Low-Dose IFNγ Induces Tumor Cell Stemness in Tumor Microenvironment of Non–Small Cell Lung Cancer

Interferon-γ (IFN-γ) is conventionally recognized as an inflammatory cytokine that plays a central role in antitumor immunity. Although it has been used clinically to treat a variety of malignancies, low levels of IFN-γ in the tumor microenvironment (TME) increase the risk of tumor metastasis during immunotherapy. Accumulating evidence suggests that IFN-γ can induce cancer progression, yet the mechanisms underlying the controversial role of IFN-γ in tumor development remain unclear.
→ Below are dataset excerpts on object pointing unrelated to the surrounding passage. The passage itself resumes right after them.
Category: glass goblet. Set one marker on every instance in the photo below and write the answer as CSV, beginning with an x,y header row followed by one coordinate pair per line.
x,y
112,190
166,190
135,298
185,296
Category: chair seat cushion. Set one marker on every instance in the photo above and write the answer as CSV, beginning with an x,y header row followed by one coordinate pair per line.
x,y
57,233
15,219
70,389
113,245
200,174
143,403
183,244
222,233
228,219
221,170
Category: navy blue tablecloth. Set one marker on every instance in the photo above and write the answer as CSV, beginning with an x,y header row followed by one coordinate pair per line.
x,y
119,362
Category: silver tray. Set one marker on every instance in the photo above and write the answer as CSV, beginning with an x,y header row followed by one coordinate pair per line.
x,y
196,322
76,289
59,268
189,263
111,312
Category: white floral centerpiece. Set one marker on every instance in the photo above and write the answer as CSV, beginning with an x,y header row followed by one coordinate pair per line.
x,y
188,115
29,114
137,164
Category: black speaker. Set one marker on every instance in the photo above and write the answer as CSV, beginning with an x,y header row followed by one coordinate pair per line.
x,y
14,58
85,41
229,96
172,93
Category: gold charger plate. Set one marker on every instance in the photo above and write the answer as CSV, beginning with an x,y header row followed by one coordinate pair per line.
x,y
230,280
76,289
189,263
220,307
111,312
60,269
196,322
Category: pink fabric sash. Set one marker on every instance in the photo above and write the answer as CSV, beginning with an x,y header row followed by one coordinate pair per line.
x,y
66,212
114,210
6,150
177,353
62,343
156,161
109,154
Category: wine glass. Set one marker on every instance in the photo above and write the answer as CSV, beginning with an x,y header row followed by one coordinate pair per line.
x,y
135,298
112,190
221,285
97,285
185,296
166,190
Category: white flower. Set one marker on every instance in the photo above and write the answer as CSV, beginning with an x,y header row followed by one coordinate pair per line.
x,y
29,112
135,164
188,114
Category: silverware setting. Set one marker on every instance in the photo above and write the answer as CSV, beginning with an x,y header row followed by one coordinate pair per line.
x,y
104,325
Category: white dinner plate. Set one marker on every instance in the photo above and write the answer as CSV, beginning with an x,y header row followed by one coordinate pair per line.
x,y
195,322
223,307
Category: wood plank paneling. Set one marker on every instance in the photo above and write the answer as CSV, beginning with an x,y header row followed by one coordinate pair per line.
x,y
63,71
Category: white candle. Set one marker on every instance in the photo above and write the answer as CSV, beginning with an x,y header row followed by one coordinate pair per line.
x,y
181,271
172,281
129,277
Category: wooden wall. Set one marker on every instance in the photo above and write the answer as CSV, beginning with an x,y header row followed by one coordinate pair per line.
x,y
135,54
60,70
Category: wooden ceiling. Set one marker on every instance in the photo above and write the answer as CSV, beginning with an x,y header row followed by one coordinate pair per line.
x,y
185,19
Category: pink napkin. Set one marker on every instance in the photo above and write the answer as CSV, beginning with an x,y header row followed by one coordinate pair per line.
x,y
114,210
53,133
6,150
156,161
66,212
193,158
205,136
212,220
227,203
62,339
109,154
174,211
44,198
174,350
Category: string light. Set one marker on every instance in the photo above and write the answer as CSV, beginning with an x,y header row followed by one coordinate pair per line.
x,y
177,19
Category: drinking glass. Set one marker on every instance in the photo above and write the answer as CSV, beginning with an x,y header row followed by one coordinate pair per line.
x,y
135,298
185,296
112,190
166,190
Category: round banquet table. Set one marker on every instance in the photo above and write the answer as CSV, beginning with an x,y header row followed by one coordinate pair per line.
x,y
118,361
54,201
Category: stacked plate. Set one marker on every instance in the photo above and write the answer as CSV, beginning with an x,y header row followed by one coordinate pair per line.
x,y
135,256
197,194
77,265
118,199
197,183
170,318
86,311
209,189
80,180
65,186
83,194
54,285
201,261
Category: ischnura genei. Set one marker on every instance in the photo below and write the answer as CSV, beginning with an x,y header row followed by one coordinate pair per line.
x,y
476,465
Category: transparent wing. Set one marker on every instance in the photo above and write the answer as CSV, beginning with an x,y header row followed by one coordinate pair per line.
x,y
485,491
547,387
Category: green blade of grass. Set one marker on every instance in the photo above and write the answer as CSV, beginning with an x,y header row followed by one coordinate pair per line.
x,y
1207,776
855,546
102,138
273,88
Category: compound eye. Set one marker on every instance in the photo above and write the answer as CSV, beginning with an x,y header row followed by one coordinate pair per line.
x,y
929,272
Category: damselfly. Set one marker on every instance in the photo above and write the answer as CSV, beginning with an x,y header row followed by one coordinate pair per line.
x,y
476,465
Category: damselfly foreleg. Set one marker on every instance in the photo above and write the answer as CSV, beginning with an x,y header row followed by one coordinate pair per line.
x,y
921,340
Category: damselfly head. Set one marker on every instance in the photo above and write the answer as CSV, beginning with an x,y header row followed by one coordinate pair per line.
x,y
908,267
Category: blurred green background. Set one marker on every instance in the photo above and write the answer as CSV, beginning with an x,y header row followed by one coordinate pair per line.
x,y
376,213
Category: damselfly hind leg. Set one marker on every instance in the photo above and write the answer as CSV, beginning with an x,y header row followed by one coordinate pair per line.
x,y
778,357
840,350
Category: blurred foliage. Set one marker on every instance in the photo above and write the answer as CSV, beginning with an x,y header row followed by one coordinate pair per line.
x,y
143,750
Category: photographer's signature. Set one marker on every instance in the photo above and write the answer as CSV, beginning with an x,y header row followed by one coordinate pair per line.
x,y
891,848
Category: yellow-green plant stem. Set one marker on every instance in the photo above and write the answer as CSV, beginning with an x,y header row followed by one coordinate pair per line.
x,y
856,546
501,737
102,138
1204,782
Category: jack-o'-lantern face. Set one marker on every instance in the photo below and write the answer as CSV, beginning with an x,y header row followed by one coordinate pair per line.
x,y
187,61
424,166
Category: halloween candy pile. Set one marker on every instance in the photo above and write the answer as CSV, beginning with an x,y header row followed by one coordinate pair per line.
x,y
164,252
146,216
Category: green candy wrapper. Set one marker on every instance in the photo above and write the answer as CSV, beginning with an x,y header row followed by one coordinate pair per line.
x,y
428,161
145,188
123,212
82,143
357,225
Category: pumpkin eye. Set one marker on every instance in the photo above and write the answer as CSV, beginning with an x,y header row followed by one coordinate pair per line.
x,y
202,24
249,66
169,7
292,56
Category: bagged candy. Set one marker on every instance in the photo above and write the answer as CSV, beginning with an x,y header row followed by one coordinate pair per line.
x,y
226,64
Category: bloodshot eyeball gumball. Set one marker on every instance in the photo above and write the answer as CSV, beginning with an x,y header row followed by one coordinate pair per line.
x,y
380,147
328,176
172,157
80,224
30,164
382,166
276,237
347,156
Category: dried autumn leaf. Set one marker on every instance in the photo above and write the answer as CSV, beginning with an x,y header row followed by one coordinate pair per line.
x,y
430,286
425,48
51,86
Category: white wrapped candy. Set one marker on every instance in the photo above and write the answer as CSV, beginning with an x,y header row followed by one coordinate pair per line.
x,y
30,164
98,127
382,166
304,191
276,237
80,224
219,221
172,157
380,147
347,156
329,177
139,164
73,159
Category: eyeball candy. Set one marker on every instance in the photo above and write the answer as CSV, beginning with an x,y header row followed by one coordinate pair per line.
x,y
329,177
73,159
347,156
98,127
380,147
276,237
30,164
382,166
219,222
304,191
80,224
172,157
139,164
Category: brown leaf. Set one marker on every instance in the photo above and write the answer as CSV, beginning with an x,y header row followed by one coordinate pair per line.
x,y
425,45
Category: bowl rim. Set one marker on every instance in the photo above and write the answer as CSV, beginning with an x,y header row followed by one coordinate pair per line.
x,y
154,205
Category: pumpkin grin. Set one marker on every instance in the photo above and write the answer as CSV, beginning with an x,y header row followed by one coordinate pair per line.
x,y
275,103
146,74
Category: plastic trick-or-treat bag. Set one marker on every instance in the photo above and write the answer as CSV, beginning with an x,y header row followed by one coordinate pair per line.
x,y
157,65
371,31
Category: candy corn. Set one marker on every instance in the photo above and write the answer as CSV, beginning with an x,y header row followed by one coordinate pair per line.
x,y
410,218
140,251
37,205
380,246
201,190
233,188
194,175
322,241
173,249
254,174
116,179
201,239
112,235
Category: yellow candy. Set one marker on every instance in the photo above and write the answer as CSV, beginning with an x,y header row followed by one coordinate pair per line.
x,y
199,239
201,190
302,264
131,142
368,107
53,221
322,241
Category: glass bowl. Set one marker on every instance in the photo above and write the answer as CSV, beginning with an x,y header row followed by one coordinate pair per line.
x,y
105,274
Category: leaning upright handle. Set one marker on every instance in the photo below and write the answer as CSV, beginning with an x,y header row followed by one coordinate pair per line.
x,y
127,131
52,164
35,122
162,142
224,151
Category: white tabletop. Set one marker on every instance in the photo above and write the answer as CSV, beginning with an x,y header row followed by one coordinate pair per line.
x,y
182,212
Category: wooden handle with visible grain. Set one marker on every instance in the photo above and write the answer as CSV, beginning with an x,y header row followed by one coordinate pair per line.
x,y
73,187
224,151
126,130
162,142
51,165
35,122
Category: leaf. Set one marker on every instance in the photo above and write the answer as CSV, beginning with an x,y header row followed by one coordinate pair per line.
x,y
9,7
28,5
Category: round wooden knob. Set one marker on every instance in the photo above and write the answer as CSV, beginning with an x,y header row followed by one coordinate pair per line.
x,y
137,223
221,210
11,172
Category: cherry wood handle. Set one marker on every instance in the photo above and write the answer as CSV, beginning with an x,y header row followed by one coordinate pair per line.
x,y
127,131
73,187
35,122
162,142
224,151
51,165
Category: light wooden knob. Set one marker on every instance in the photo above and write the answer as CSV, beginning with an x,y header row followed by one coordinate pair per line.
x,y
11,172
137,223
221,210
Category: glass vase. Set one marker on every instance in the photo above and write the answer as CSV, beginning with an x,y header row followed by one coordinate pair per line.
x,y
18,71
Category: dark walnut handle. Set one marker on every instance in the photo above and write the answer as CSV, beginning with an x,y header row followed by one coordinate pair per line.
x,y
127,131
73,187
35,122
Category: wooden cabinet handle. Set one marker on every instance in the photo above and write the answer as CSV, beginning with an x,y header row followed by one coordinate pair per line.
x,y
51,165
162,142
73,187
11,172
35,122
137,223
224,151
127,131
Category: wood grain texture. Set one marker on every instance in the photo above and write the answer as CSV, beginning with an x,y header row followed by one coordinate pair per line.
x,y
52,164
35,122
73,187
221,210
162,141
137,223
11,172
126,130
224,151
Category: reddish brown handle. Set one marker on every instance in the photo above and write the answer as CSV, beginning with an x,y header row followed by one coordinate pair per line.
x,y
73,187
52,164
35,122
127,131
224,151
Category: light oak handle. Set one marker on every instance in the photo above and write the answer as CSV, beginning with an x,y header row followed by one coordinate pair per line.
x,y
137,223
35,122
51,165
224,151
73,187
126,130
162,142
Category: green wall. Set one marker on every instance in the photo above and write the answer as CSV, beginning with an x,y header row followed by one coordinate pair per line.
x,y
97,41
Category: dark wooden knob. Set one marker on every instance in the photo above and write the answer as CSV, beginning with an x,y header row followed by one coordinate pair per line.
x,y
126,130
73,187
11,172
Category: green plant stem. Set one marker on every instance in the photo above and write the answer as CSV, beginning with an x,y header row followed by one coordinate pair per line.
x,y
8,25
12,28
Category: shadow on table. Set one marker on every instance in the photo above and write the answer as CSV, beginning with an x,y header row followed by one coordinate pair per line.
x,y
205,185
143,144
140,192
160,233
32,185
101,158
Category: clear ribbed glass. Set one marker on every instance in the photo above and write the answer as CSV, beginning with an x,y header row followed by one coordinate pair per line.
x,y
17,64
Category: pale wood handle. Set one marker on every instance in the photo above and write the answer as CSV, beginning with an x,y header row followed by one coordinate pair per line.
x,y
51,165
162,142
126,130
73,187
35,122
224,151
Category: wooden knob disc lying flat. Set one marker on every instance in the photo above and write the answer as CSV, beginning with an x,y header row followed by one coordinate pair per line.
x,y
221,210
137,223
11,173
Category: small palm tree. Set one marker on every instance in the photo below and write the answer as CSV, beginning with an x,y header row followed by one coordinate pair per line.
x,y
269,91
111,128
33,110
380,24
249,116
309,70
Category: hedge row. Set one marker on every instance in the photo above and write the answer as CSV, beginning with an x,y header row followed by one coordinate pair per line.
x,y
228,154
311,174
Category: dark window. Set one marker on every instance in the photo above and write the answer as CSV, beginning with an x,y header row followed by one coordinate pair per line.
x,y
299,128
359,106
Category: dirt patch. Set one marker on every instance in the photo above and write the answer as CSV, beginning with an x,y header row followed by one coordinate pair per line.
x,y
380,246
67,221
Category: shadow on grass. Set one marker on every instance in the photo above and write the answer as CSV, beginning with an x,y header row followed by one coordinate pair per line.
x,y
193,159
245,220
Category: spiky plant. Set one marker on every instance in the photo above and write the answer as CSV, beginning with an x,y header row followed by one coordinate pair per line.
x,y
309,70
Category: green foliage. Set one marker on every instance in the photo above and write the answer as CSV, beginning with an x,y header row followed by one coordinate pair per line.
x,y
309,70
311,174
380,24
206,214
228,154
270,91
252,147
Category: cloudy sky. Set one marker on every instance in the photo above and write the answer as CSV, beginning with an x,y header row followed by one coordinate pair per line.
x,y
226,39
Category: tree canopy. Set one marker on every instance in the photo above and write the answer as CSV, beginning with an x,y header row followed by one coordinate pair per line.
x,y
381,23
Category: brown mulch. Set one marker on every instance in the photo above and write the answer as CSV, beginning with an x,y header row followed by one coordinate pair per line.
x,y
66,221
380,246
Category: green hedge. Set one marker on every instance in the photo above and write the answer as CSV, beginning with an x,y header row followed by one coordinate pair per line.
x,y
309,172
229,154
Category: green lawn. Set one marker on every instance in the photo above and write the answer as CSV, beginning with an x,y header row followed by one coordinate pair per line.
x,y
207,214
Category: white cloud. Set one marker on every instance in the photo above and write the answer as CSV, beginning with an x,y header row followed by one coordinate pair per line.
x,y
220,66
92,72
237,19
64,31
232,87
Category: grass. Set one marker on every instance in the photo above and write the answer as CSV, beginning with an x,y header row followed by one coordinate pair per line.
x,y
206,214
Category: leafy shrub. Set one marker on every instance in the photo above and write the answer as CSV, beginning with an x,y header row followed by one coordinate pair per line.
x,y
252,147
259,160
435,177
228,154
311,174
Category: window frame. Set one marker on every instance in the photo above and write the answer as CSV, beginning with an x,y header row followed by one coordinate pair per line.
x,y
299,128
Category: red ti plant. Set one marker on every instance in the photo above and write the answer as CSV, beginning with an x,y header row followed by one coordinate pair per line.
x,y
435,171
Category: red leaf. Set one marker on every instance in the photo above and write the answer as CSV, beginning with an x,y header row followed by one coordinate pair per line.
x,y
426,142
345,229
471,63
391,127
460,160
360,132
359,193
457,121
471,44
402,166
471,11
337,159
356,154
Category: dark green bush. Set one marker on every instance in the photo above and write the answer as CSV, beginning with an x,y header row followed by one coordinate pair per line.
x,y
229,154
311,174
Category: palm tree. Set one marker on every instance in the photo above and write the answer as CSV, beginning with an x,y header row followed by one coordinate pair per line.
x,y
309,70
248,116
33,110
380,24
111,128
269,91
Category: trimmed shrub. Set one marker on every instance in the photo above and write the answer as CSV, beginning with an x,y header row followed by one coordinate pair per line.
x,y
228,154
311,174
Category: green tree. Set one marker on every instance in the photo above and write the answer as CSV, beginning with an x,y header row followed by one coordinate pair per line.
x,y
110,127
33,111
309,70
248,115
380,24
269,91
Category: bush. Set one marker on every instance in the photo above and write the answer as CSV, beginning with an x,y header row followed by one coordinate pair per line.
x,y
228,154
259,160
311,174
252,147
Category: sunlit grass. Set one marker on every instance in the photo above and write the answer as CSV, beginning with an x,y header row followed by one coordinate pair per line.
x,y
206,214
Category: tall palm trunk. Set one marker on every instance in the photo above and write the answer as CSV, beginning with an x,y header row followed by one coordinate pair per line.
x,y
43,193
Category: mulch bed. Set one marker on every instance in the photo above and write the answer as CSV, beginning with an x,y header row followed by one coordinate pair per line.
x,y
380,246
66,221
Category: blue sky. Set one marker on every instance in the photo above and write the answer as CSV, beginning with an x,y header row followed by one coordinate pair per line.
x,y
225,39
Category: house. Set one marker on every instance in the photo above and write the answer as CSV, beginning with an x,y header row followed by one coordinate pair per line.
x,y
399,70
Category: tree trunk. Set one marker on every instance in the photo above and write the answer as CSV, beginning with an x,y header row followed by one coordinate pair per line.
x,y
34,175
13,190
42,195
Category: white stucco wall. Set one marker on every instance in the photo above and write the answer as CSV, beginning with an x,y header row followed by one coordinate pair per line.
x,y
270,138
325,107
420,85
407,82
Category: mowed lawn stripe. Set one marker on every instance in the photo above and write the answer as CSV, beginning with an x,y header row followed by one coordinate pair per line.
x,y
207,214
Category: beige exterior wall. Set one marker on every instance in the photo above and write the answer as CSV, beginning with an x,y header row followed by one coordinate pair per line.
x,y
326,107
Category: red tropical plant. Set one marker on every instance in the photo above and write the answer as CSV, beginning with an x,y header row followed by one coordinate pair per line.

Here we reveal a dose-dependent effect of IFN-γ in inducing tumor stemness to accelerate cancer progression in patients with a variety of cancer types. Low levels of IFN-γ endowed cancer stem-like properties via the intercellular adhesion molecule-1 (ICAM1)-PI3K-Akt-Notch1 axis, whereas high levels of IFN-γ activated the JAK1-STAT1-caspase pathway to induce apoptosis in non-small cell lung cancer (NSCLC). Inhibition of ICAM1 abrogated the stem-like properties of NSCLC cells induced by the low dose of IFN-γ both in vitro and in vivo. This study unveils the role of low levels of IFN-γ in conferring tumor stemness and elucidates the distinct signaling pathways activated by IFN-γ in a dose-dependent manner, thus providing new insights into cancer treatment, particularly for patients with low expression of IFN-γ in the TME.